The ideal Army, patriotic, full of the sense of Duty, and perfect in discipline, would be invincible; but such an Army has never yet been seen. A deficiency of one or two of these qualities may be made up for by a fuller measure of the others. The history of each war will seem to indicate for a time the proportions in which the qualities should be blended, which is the essential, and whether any one of them can be omitted; but the inferences thus drawn from one war will probably be found misleading in the next war.
The inference to be drawn from the South African War seems to be that the value of those military qualities which are created by Discipline and training has been over-rated, and that a passionate bigoted belief in the justice of a cause is a more potent factor in the making of a soldier. Even if every allowance be made for the strategical advantages possessed by the Boers, of fighting in their own land on interior lines in a sparsely populated country peculiarly adopted for guerilla, it is difficult to account for their success if the tests by which the efficiency of a European army is measured are applied to them. It may be that war has hitherto been regarded too exclusively as a statical and dynamical problem and that the moral element has been overlooked. It certainly was overlooked in South Africa; for the war which Lord Roberts in October, 1900, believed was practically at an end had in fact then run little more than one-third of its course.
III. WAR CONSIDERED AS A BRANCH OF SPORT
The astonishment, distress, chagrin and bewilderment caused by want of success, “regrettable incidents,” and disasters, sometimes found consolation during the South African War in the foolish remark—The Germans would have done no better. What the German Army, which had not been actively employed for twenty-eight years, might have accomplished under the same conditions is a matter for sterile speculation which has little bearing on the case. But the German Army certainly had not been accustomed to look upon War as a branch of Sport or Athletics.

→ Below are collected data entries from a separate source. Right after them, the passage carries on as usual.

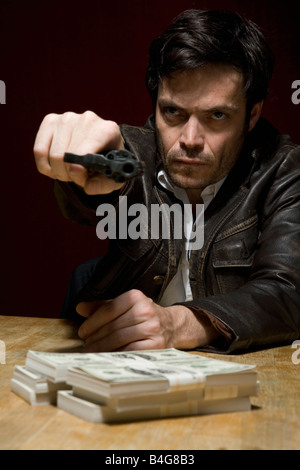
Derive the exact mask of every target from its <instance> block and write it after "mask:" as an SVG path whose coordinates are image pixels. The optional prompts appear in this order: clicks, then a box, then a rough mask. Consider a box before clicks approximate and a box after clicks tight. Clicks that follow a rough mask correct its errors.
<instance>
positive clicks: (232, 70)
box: [156, 64, 260, 200]
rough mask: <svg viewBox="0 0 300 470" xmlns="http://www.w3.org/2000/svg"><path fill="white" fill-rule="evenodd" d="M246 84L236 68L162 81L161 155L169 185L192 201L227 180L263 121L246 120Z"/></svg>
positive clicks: (157, 101)
mask: <svg viewBox="0 0 300 470" xmlns="http://www.w3.org/2000/svg"><path fill="white" fill-rule="evenodd" d="M243 84H244V82H243V75H242V73H240V72H238V71H237V70H236V69H235V68H233V67H232V66H230V65H225V64H216V65H215V64H209V65H207V66H205V67H201V68H198V69H195V70H188V71H185V72H176V73H174V74H173V75H172V77H170V78H167V77H164V78H163V80H162V82H161V84H160V86H159V89H158V99H157V106H156V129H157V138H158V146H159V151H160V154H161V157H162V160H163V163H164V167H165V170H166V172H167V173H168V175H169V176H170V178H171V180H172V181H173V183H174V184H176V185H177V186H179V187H182V188H186V190H187V193H188V195H189V197H190V199H191V200H192V199H193V200H197V198H198V197H199V196H201V192H202V190H203V189H204V188H205V187H206V186H208V185H210V184H213V183H216V182H218V181H220V180H221V179H222V178H224V177H225V176H226V175H227V174H228V172H229V171H230V170H231V168H232V167H233V166H234V164H235V163H236V161H237V159H238V156H239V153H240V151H241V148H242V145H243V143H244V140H245V136H246V134H247V132H248V131H249V130H250V129H251V128H252V127H254V125H255V123H256V121H257V119H258V117H259V116H257V114H258V113H255V112H254V113H253V112H252V113H251V116H250V120H249V121H248V120H246V96H245V94H244V92H243ZM254 108H255V107H254ZM258 111H259V112H260V108H259V110H258ZM246 121H247V122H246Z"/></svg>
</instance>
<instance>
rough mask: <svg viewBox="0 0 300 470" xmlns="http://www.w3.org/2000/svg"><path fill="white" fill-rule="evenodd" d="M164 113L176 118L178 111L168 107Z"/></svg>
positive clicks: (169, 106)
mask: <svg viewBox="0 0 300 470" xmlns="http://www.w3.org/2000/svg"><path fill="white" fill-rule="evenodd" d="M165 111H166V114H168V115H169V116H177V115H178V114H179V111H178V109H177V108H174V107H173V106H168V107H167V108H166V110H165Z"/></svg>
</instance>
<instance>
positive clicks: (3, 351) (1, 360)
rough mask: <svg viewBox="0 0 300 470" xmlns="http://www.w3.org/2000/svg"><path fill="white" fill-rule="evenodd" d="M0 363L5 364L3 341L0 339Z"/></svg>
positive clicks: (3, 345)
mask: <svg viewBox="0 0 300 470" xmlns="http://www.w3.org/2000/svg"><path fill="white" fill-rule="evenodd" d="M0 364H6V355H5V343H4V341H1V340H0Z"/></svg>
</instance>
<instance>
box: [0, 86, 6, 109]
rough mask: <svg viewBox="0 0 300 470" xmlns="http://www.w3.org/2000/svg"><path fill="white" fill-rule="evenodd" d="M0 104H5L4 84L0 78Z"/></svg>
mask: <svg viewBox="0 0 300 470" xmlns="http://www.w3.org/2000/svg"><path fill="white" fill-rule="evenodd" d="M0 104H6V86H5V82H4V81H3V80H0Z"/></svg>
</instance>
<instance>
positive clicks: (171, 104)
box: [157, 98, 184, 109]
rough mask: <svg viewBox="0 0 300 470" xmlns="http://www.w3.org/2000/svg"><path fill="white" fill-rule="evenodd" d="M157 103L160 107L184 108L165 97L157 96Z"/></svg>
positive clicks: (171, 107)
mask: <svg viewBox="0 0 300 470" xmlns="http://www.w3.org/2000/svg"><path fill="white" fill-rule="evenodd" d="M157 103H158V105H159V106H160V107H161V108H168V107H170V108H178V109H184V108H183V107H182V106H180V105H179V104H177V103H175V101H173V100H171V99H166V98H158V100H157Z"/></svg>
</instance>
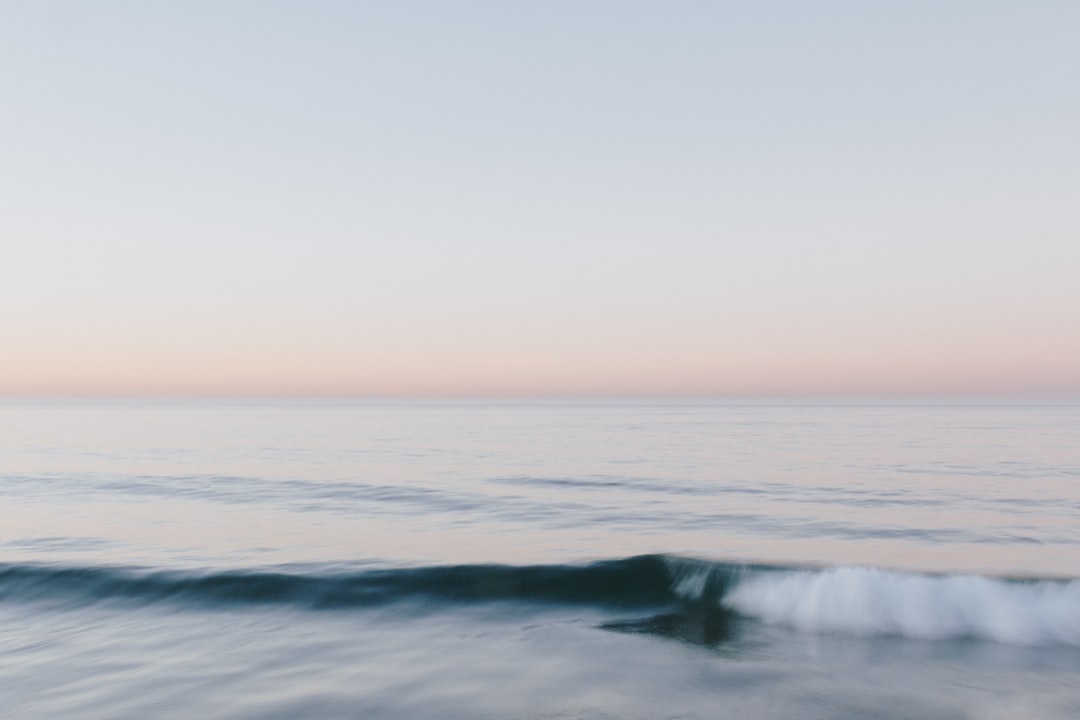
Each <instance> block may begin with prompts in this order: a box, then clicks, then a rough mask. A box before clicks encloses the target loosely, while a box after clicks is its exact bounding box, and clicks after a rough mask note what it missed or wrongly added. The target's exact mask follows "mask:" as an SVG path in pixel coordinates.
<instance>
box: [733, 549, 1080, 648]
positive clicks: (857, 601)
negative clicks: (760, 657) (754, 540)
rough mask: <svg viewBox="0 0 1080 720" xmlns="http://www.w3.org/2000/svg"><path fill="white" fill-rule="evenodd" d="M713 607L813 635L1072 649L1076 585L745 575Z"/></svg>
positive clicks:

Owing in all probability to the happy fact in History that England has not been invaded and over-run by a foreign army since the time of William the Conqueror—an episode which had in the end an excellent influence on the national life—she has never taken the military art seriously. She alone, thanks to the protection of Providence, has never been compelled to fight on her own fields for her existence as a nation; she alone knows nothing even by tradition handed down from distant generations of the appearance of an alien soldier on her shores.[10] Some of her wars, as for example the successful struggle by which the Napoleonic domination was broken up, have been fought for the purpose of safe-guarding her independence, but they were not popular with the people at large, whose short sight did not permit them to see that a defensive war may have to be fought beyond the seas; and they had little or no effect in evoking a patriotic military spirit. Napoleon’s gibe that the English were a nation of shopkeepers was not unasked for, and is still seasonable.